Everyone is directed by signs
You step out of your house, get in your car, drive around the corner, and there it is: STOP! You pull up at your local bank, you’re just about to enter, and it hits you in the face: ENTRY. Inside, the bank takes your money, you turn to leave, and there it is: EXIT. What a strange world we live in! We are surrounded by signs virtually everywhere. They request, direct, command. But where is the man that words, paints and installs them all?
Signs have been around since time immemorial. Consider Moses’ Tablets of Law. The Ten Commandments are basically the ten most important notices. Don’t steal, don’t kill! Pray to God and love your fellow human beings!

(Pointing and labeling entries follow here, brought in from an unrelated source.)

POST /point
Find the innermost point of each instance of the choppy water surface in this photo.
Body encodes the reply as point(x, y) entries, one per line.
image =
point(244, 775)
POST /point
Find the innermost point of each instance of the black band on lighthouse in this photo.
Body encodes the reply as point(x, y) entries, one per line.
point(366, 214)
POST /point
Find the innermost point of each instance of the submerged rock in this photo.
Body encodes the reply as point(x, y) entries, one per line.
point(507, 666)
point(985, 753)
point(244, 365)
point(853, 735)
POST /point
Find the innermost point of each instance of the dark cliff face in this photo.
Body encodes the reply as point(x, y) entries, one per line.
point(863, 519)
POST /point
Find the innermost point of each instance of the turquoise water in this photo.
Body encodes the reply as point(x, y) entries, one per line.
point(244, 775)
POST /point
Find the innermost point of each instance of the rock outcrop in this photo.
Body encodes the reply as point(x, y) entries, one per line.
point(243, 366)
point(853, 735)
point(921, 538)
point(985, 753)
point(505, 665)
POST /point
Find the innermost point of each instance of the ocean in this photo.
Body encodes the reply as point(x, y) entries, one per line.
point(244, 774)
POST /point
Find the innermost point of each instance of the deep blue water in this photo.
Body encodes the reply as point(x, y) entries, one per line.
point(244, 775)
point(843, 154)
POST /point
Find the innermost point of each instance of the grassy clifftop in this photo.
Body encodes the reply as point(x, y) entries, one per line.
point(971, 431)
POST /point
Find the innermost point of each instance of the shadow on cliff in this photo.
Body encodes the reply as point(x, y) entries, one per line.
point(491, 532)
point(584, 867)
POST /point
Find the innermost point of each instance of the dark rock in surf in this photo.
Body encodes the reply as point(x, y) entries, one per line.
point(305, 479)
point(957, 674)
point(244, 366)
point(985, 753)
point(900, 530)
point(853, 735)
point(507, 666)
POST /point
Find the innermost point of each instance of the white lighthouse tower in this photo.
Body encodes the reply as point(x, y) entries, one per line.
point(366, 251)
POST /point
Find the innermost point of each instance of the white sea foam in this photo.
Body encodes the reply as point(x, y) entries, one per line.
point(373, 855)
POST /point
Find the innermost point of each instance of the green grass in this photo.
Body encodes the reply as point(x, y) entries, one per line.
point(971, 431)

Signs are out there everywhere. “QUAE SURSUM SUNT QUAERITE,” says the inscription on the dome of Esztergom Cathedral: SEEK THE THINGS THAT ARE ABOVE! What a difference from ENTRY and EXIT! As you look up in search and light a cigarette, the warning on the box routinely slips your attention: SMOKING CAN SERIOUSLY DAMAGE YOUR HEALTH!
Signs are even more striking when you’re abroad. Do this, mind that! Don’t feed the birds or chain your bike to objects around! Lucky you there’s no sign that prohibits breathing!
The language of English signs is a world unto itself. Some are horribly formal and complicated: UNDER NO CIRCUMSTANCES MUST BICYCLES BE CHAINED TO THESE RAILINGS! Others are plain and simplistic: BE CAREFUL WET PAINT! One encourages passersby to take a train by sporting a twisted proverb: THE EARLY BIRD CATCHES THE TRAIN (taken from the early bird catches the worm).
As the Dalai Lama once said, Europeans are prisoners of their own calendars, which direct their lives. As I see it, Europeans are directed by instructions on tables. When I was a kid, I used to spend summer holidays at my grandparents’ in a small village in the countryside. I remember no signs or tables in the village, and yet, everyone went about their business perfectly all right. I suggest that we work towards an ideal world where everybody knows their duties without written instructions.